Todo monumento -palabra que tiene en su etimología la raíz de “recordar”- es necesariamente un compromiso entre la necesidad de compartir la memoria y la distancia, no sólo cronológica, que separa el presente del pasado. Todo monumento inevitablemente se tambalea al borde de ser demasiado simbólico, demasiado didáctico, demasiado emotivo. Es, por así decirlo, pleonástico por definición: es un viaje imposible a través del tiempo y entre mundos diferentes. Se construye precisamente porque el presente es inconmensurablemente diferente del pasado que queremos recordar.

“No hay nada en el mundo más invisible que un monumento”, escribió Robert Musil en 1927. Obviamente, se erigen para ser vistos, para atraer la atención. Pero al mismo tiempo, los monumentos están imbuidos de algo que repele la atención. Así es: el pasado, ese pasado en particular, repugna por su brutalidad. Así, las elecciones estéticas y conceptuales para recordarlo van de la esencialidad a la invisibilidad. Y no pocas veces al silencio, porque las palabras no bastan, no explican, no dicen lo suficiente. O dicen demasiado.

La vía del tren que conducía a Auschwitz
La vía del tren que conducía a Auschwitz Pixabay

La memoria es incómoda, difícil. La memoria física de la Shoah sigue chocando con un presente que todavía no ha acabado de reconciliarse con ese pasado, que todavía no tiene ganas de reconocerlo como propio y no “sólo” del pueblo judío. Porque es mucho más cómodo y reconfortante sentir ese pasado como parte de la historia ajena y lejana, que nos concierne sólo en la medida en que nos comprometamos a rendir homenaje a los millones de fallecidos, inofensivos por definición como tales.

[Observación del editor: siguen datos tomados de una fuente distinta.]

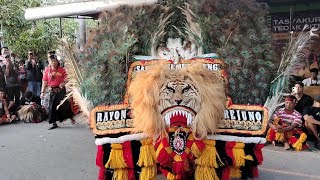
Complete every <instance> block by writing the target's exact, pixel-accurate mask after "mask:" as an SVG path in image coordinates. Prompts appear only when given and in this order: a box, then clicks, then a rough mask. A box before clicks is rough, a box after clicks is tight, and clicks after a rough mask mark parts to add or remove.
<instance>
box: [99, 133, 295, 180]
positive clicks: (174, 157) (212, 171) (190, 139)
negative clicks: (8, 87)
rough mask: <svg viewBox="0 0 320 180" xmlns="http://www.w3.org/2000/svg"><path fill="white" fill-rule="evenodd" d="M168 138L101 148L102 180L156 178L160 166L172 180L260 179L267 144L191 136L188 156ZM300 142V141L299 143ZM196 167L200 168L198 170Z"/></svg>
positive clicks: (110, 146) (100, 164)
mask: <svg viewBox="0 0 320 180" xmlns="http://www.w3.org/2000/svg"><path fill="white" fill-rule="evenodd" d="M165 139H166V138H164V139H161V140H160V141H158V142H157V143H156V144H155V145H154V144H153V140H152V139H144V140H141V141H138V142H139V143H138V144H139V145H138V146H137V147H133V145H132V144H131V142H130V141H128V142H124V143H119V144H105V145H101V146H97V148H98V151H97V157H96V165H97V166H98V167H99V168H100V170H99V176H98V179H99V180H105V179H117V180H125V179H126V180H135V179H142V180H147V179H148V180H149V179H151V180H152V179H156V175H157V164H158V168H159V169H158V170H160V171H161V172H162V174H163V175H164V176H165V177H166V178H167V179H169V180H179V179H185V178H186V177H188V176H193V177H194V178H195V179H196V180H198V179H199V180H200V179H214V180H215V179H223V180H228V179H232V178H244V177H250V178H256V177H257V176H258V169H257V165H260V164H261V163H262V161H263V156H262V152H261V149H262V148H263V146H264V144H253V143H251V144H244V143H239V142H223V141H215V140H195V139H194V138H193V137H192V136H189V137H188V140H187V144H186V149H185V151H184V153H182V154H176V153H175V152H174V151H172V149H171V148H170V145H169V143H168V141H167V140H165ZM299 142H300V141H299V140H297V141H296V142H295V143H297V144H298V143H299ZM297 146H298V145H297ZM217 147H219V149H217ZM220 147H224V149H221V148H220ZM134 148H136V149H137V148H139V155H136V157H134V155H133V154H134V153H133V151H135V150H136V149H134ZM106 151H108V152H106ZM222 152H223V153H222ZM226 159H231V161H230V162H229V161H226ZM192 164H195V165H196V166H195V169H193V166H192ZM192 169H193V171H194V172H193V171H192ZM107 171H112V176H109V175H106V174H107ZM138 171H139V173H137V172H138Z"/></svg>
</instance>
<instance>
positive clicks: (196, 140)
mask: <svg viewBox="0 0 320 180" xmlns="http://www.w3.org/2000/svg"><path fill="white" fill-rule="evenodd" d="M194 143H196V145H197V147H198V149H199V150H200V151H203V150H204V148H205V147H206V144H205V143H204V142H203V141H202V140H195V141H194Z"/></svg>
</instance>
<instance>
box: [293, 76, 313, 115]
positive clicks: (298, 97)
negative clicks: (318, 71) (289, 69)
mask: <svg viewBox="0 0 320 180" xmlns="http://www.w3.org/2000/svg"><path fill="white" fill-rule="evenodd" d="M303 87H304V84H303V83H302V82H301V81H297V82H295V83H294V86H293V87H292V92H291V94H292V95H294V96H295V97H296V99H297V100H298V102H297V104H296V106H295V108H294V109H295V110H297V111H298V112H299V113H300V114H302V113H303V109H304V108H305V107H307V106H312V104H313V99H312V97H311V96H309V95H307V94H304V93H303Z"/></svg>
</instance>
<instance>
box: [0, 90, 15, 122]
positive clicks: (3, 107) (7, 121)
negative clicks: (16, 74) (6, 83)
mask: <svg viewBox="0 0 320 180" xmlns="http://www.w3.org/2000/svg"><path fill="white" fill-rule="evenodd" d="M5 96H6V92H5V89H0V124H5V123H10V122H11V121H12V120H11V118H10V113H9V110H8V104H7V101H6V99H5Z"/></svg>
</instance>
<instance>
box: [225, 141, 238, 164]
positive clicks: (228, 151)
mask: <svg viewBox="0 0 320 180" xmlns="http://www.w3.org/2000/svg"><path fill="white" fill-rule="evenodd" d="M235 145H236V142H226V147H225V150H226V154H227V156H229V157H230V158H231V159H232V163H233V162H234V157H233V152H232V149H233V147H234V146H235ZM228 165H229V166H232V164H228Z"/></svg>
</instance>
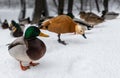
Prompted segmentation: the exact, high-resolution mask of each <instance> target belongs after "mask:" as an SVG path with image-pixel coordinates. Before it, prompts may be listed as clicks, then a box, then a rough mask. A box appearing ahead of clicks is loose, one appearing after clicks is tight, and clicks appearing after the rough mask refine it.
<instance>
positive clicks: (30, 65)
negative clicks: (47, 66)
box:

Seguramente todavía no hemos encontrado la manera de compartir verdaderamente ese recuerdo, ni con palabras ni con monumentos. Lo cual sigue siendo, pues, estéril, puramente ritual. Repetitivo y obvio. Silencioso e invisible como un monumento, parafraseando las palabras de Robert Musil.

Es muy complicado aceptar todo esto. Es difícil hacer que la memoria sea “activa”, es decir, verdaderamente compartida y no sólo en palabras vacías. Encontrar el equilibrio entre símbolos, emociones, lecciones de historia y moral. Con demasiada frecuencia terminamos resbalándonos, ya sea aquí o allá. A menudo falta la sinceridad de recordar ese pasado: la sinceridad de mirarlo verdaderamente, de frente, no de soslayo, con los ojos abiertos. Y entonces quizá surge la idea de que los monumentos conmemorativos no funcionan porque somos incapaces de leer incluso y sobre todo el presente. Si no lo vemos como es, como somos, el pasado también se escapa o se convierte en otra cosa, falsamente consolador y cómodamente distante.